Charlie Ruffolo • January 29, 2025

When Karl Howard was younger, he never really had an interest in cooking. It wasn’t until he started his first job at Papa John’s that he discovered a passion for the culinary arts. “Growing up, I didn’t like cooking. I’ve always had artistry in me, but that job was the first one that allowed me to create something,” remembers Karl. With a background in theatre and athletics, Karl has always been an artistic leader. The opportunity to show his creative side led him to Louisiana Culinary Institute. “My first real restaurant job was at the Londoner in Baton Rouge. I didn’t know what ‘cooking’ really was, but I loved plating.” Karl even began cooking at home and developed a true passion.

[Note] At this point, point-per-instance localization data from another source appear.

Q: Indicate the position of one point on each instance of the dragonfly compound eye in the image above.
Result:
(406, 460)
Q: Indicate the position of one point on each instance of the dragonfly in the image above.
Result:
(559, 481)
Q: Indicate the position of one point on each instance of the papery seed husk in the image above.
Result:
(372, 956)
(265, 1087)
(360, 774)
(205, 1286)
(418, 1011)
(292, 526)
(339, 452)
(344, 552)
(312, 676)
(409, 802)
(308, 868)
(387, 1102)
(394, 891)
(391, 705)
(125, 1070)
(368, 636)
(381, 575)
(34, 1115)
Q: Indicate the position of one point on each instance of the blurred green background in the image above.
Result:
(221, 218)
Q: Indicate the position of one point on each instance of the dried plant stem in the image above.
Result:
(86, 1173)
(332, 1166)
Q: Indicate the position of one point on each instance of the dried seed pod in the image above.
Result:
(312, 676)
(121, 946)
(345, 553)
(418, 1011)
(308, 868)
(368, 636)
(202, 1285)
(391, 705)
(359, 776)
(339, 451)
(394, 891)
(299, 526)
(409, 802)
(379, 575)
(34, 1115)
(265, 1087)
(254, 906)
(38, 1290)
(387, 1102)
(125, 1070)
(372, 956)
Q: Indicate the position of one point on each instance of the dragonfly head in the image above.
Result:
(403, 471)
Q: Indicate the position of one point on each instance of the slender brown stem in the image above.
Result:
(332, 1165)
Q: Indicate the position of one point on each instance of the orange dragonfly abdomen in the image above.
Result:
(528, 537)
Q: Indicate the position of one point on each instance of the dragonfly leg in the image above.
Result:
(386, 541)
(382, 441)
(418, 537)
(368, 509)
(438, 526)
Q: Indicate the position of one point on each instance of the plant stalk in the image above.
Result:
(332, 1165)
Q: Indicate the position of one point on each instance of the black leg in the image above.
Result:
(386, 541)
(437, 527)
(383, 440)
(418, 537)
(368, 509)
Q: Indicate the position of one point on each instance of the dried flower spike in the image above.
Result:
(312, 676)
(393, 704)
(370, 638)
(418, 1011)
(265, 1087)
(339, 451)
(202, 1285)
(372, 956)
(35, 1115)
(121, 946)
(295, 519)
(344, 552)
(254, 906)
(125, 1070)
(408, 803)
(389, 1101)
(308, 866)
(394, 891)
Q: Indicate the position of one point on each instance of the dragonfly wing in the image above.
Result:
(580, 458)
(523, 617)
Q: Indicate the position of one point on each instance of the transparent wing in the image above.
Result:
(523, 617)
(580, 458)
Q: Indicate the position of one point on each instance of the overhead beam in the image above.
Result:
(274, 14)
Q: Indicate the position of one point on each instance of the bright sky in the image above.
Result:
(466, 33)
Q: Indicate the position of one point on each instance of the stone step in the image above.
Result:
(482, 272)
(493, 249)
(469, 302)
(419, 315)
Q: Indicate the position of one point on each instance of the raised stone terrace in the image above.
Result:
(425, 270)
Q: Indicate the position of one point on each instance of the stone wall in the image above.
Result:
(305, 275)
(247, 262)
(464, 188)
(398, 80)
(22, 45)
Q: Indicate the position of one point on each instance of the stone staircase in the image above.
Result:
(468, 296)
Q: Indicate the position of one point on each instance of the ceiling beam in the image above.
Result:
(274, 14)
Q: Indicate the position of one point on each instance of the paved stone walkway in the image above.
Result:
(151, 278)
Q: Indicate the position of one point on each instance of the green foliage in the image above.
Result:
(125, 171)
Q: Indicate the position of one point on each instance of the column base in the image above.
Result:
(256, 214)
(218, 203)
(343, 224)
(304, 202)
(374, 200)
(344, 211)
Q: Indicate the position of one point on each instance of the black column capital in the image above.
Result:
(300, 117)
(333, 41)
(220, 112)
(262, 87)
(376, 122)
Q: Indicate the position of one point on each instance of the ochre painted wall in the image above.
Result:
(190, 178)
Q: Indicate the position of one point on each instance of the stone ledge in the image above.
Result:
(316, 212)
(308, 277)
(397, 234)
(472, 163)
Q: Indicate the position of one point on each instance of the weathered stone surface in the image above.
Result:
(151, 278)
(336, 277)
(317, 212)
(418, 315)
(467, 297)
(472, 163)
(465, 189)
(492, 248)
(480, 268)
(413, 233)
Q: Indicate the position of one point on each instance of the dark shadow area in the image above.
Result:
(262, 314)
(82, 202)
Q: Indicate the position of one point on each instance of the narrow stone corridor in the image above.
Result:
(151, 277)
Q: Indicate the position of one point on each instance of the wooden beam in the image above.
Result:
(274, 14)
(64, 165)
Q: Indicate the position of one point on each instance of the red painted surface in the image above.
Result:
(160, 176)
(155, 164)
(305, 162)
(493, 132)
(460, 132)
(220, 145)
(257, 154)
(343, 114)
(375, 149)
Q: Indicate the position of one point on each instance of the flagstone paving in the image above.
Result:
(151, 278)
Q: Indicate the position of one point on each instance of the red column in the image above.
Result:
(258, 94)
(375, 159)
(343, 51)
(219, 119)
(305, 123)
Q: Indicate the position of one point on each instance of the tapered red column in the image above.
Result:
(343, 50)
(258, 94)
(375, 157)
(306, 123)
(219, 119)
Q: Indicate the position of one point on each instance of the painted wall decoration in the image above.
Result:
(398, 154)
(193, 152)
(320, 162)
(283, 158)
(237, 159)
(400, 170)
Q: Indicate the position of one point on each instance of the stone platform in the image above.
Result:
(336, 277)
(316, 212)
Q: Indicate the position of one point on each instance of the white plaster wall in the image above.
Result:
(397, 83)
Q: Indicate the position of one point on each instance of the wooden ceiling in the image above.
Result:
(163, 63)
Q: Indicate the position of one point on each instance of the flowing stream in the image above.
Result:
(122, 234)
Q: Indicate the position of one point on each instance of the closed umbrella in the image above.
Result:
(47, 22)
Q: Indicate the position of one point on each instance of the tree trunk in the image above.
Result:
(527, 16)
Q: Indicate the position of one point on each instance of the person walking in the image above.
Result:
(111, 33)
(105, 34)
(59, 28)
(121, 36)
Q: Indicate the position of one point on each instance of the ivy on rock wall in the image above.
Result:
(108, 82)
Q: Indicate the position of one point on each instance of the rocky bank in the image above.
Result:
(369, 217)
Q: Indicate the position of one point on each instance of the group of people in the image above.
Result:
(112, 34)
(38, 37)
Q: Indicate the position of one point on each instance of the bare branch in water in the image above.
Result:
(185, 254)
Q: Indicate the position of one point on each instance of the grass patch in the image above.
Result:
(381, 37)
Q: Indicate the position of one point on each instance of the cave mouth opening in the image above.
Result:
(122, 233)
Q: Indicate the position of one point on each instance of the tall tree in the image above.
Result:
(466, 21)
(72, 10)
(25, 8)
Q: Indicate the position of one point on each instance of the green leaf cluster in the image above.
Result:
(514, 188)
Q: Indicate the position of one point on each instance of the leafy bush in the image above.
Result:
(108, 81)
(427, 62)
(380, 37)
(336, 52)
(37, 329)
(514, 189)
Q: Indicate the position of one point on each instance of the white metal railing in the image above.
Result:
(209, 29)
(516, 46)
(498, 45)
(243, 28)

While Karl is a Baton Rouge native, his family moved to Las Vegas when he was five. After playing collegiate football at The College of the Desert, Karl was ready for a change. “I was studying mass communication. I love to do videography, which is something I can incorporate into my cooking.” He frequently posts on social media as @ChefKarl21. His next step was enrolling at Southern University, but he still felt like something was missing.


Benefits of Culinary School

“I didn’t even tour LCI. I heard nothing but great things, followed them on Instagram, and loved what I saw,” remembers Karl. Confidence has been a key takeaway and growth opportunity throughout Karl’s time so far. “My confidence in cooking has grown so much.” His culinary education has been a huge benefit for his private dining endeavors. “I started doing private dining and catering before culinary school, and I was always nervous.”


Challenges of Culinary School

Even with a new outlet for his passion, culinary school is not without its challenges. “Costing, how to buy ingredients, and to know how much is needed was my first challenge. I would run out for private dining events. Learning those strategies was a challenge, but important to learn.”


As Karl is wrapping up his culinary degree in the savory program, he looks forward to opening his own restaurant. “I would love to run a catering business out of my restaurant. I would also like to teach people how to cook. Not just back of the house, but everything in the industry.”